The British pound is showing little movement in the Tuesday session. In North American trade, GBP/USD is trading at 1.3427, unchanged on the day. On the release front, Britain posted a deficit of GBP 6.2 billion, below the estimate of 7.2 billion. This marked the first deficit after a string of three straight surpluses. British CBI Industrial Order Expectations disappointed with a reading of -3, missing the estimate of 2 points. This was the first decline since October. In the US, the Richmond Manufacturing Index jumped to 16, well above the estimate of 9 points. On Wednesday, the UK releases a host of inflation indicators, led by CPI. The Federal Reserve will release the minutes of its May policy meeting.
Bank of England Governor Mark Carney testified earlier on Tuesday before a parliamentary committee, but his remarks have had little impact on the British pound. Carney acknowledged that growth in the first quarter was weak, blaming “temporary and idiosyncratic factors”, such as massive snowstorms which hampered economic growth. The BoE has forecast growth in Q1 of just 0.4%. As for monetary policy, Carney was subtle, saying that “interest rates are more likely to go up than not, but at a gentle rate”. The bank balked at a rate hike earlier in May, due to weakening inflation and a spate of soft economic data. BoE policymakers are unlikely to raise rates before August at the earliest.
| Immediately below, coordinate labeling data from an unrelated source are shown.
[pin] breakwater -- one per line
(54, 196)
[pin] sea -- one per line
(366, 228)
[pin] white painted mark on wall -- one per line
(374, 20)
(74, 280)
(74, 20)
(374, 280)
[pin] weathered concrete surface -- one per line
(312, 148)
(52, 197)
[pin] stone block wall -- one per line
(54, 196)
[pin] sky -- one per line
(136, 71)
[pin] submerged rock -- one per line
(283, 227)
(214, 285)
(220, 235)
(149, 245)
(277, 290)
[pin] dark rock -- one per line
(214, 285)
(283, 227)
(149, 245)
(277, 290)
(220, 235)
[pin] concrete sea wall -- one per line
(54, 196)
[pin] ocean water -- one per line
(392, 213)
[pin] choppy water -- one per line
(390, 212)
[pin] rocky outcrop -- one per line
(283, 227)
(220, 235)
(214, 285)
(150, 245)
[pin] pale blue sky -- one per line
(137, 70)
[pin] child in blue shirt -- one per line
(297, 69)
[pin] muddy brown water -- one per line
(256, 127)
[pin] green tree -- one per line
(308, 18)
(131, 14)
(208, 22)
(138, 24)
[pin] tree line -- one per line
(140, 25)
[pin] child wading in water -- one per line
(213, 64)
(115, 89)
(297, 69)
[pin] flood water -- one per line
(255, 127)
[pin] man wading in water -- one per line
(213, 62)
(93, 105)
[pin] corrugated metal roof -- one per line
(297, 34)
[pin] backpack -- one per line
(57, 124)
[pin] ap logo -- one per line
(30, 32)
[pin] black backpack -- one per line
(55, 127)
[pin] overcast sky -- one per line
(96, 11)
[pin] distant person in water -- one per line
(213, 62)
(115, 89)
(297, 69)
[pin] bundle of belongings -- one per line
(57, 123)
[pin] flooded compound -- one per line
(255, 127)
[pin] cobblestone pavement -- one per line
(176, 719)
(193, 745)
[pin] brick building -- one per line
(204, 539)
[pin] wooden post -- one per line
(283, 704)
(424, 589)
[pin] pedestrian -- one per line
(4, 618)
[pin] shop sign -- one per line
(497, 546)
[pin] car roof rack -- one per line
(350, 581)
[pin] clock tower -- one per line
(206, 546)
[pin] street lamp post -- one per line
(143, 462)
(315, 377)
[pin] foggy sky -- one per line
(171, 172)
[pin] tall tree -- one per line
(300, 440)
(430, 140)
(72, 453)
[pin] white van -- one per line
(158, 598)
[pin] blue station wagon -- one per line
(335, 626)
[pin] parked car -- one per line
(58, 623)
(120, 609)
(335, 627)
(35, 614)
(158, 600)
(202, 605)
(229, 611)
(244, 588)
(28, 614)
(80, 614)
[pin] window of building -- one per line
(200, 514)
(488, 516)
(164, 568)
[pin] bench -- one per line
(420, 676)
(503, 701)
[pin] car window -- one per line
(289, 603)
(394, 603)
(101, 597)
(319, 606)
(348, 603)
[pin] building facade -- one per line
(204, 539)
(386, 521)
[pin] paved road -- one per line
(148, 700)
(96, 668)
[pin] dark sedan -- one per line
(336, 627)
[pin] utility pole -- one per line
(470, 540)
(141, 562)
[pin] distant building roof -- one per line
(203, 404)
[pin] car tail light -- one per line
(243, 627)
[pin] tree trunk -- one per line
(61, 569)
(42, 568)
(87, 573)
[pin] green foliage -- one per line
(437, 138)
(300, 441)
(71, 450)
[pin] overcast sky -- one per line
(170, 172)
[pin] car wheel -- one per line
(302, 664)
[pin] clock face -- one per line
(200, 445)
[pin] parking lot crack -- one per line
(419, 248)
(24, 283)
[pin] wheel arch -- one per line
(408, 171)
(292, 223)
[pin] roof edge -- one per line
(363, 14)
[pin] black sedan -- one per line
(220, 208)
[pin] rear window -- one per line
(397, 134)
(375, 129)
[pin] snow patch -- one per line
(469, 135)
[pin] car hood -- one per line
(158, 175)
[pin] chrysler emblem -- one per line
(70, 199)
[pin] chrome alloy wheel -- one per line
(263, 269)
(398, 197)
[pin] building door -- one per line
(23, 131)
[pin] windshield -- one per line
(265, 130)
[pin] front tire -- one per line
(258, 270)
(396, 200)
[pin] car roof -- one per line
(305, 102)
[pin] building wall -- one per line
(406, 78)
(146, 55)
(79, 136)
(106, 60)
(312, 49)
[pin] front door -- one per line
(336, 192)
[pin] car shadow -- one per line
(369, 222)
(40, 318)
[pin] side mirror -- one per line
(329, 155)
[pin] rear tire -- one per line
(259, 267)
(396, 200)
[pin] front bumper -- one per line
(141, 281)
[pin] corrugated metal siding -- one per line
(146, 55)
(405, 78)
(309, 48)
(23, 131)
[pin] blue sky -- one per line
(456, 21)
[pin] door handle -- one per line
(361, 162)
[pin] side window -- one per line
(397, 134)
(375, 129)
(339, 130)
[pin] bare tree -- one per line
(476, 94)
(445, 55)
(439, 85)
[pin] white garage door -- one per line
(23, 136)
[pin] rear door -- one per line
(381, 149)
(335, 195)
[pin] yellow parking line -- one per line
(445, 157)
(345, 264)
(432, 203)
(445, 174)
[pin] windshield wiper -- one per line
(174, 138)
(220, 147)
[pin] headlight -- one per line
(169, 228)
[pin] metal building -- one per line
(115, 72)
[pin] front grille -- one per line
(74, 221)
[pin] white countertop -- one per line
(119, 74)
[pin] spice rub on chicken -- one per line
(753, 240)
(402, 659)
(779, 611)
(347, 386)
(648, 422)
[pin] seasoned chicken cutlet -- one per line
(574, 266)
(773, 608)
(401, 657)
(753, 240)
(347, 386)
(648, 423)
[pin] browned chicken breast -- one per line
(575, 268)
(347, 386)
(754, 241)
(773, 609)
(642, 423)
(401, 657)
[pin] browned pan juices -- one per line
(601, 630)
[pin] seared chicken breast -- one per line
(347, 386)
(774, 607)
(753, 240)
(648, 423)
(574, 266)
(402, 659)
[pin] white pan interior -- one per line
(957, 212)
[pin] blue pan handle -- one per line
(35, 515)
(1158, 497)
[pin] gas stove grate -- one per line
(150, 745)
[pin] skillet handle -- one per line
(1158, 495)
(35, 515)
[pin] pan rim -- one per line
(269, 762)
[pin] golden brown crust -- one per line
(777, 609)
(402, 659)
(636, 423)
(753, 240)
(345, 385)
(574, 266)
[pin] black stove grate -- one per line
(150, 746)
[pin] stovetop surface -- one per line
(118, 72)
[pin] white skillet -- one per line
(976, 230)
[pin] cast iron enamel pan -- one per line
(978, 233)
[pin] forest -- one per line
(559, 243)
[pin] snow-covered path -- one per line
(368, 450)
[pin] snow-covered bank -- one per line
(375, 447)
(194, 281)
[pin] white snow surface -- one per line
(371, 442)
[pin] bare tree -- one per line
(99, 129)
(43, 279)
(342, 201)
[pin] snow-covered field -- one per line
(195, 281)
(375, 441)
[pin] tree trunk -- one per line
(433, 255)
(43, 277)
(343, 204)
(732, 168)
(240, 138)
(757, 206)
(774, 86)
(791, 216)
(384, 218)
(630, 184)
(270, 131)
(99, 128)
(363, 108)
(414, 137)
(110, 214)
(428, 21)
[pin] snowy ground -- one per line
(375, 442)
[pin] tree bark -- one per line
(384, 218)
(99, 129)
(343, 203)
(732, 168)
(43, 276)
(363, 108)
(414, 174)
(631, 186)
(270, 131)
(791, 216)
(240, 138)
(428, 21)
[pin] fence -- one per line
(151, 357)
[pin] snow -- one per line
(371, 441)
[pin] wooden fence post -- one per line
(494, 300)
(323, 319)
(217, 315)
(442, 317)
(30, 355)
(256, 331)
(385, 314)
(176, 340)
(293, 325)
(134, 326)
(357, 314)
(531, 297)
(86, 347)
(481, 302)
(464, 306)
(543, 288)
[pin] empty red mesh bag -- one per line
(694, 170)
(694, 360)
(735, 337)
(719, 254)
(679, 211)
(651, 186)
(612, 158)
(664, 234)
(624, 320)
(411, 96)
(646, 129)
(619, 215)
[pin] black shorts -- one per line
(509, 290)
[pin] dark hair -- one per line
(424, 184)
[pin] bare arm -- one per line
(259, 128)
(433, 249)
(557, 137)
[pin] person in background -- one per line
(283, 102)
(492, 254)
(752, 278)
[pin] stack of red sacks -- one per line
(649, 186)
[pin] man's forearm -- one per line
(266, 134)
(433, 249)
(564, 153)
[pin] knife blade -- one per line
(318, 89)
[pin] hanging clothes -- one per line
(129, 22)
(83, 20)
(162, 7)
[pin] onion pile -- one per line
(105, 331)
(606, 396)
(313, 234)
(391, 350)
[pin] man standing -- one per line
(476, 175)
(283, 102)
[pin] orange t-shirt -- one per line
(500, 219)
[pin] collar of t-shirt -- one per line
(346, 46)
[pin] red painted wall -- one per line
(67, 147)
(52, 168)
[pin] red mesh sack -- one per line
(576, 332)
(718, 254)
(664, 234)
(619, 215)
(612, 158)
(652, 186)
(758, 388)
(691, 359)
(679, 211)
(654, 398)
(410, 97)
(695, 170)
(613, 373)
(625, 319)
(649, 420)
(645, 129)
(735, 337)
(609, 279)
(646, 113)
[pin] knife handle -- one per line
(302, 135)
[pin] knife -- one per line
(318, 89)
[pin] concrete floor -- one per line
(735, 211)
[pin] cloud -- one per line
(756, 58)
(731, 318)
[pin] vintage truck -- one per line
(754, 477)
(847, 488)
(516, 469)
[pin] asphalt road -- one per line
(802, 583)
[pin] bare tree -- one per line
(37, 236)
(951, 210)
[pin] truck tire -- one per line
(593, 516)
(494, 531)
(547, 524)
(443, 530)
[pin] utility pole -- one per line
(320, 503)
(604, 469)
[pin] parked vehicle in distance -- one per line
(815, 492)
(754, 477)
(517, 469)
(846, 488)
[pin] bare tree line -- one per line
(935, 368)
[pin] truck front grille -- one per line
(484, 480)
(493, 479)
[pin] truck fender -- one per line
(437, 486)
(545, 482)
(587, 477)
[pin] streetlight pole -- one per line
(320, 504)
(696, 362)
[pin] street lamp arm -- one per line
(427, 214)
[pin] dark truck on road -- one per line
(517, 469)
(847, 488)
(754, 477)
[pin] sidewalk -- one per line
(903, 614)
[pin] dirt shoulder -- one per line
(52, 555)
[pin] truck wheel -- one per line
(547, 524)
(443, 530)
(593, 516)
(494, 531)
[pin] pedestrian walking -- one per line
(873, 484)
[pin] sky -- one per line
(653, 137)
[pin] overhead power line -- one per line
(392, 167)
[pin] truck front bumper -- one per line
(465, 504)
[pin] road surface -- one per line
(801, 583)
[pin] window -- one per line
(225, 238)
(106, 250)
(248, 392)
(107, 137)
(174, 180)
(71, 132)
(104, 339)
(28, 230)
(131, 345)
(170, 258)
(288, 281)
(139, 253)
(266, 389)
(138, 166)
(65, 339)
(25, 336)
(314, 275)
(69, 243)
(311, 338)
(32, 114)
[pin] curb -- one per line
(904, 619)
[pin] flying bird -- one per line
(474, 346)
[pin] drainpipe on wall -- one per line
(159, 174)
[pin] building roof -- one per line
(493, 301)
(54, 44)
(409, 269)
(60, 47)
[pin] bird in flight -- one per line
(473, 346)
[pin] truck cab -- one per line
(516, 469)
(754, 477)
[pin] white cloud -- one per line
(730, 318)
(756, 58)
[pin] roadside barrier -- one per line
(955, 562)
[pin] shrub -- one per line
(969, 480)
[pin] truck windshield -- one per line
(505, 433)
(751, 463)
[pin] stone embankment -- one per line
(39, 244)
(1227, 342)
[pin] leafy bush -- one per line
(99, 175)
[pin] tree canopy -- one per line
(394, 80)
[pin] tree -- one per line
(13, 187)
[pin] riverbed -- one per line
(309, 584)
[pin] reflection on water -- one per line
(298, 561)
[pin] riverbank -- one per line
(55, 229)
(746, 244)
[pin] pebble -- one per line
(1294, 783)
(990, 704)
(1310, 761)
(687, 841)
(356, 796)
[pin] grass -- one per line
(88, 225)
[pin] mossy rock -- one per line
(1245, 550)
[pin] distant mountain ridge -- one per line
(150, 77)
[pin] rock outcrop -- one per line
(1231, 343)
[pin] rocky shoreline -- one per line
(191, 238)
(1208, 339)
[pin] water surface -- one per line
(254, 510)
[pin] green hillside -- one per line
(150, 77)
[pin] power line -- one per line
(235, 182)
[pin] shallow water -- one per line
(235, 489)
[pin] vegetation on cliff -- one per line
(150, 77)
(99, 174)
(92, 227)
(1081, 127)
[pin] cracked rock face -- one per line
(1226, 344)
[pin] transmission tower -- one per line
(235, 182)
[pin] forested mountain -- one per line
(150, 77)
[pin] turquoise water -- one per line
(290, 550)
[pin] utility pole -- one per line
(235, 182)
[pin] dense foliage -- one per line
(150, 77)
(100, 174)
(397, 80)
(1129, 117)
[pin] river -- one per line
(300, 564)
After weeks of an escalating trade war between the US and China, there was a breakthrough of sorts on Sunday. The US dollar has posted gains after Treasury Secretary Steven Mnuchin announced that the two sides had made significant progress and the trade war was being ‘put on hold’. Just last week, the White House sounded pessimistic about a deal being reached with China. The two economic giants have imposed stiff tariffs on one another in recent weeks, worth billions in trade. These moves had raised fears of a bilateral trade war between the two largest economies in the world. The respite in tariffs means that the US can sit down with the Chinese and discuss the US trade deficit with China, which President Trump has long complained is a result of a non-level playing field with China. In addition to the trade deficit, the US wants to discuss technology transfers and cyber theft.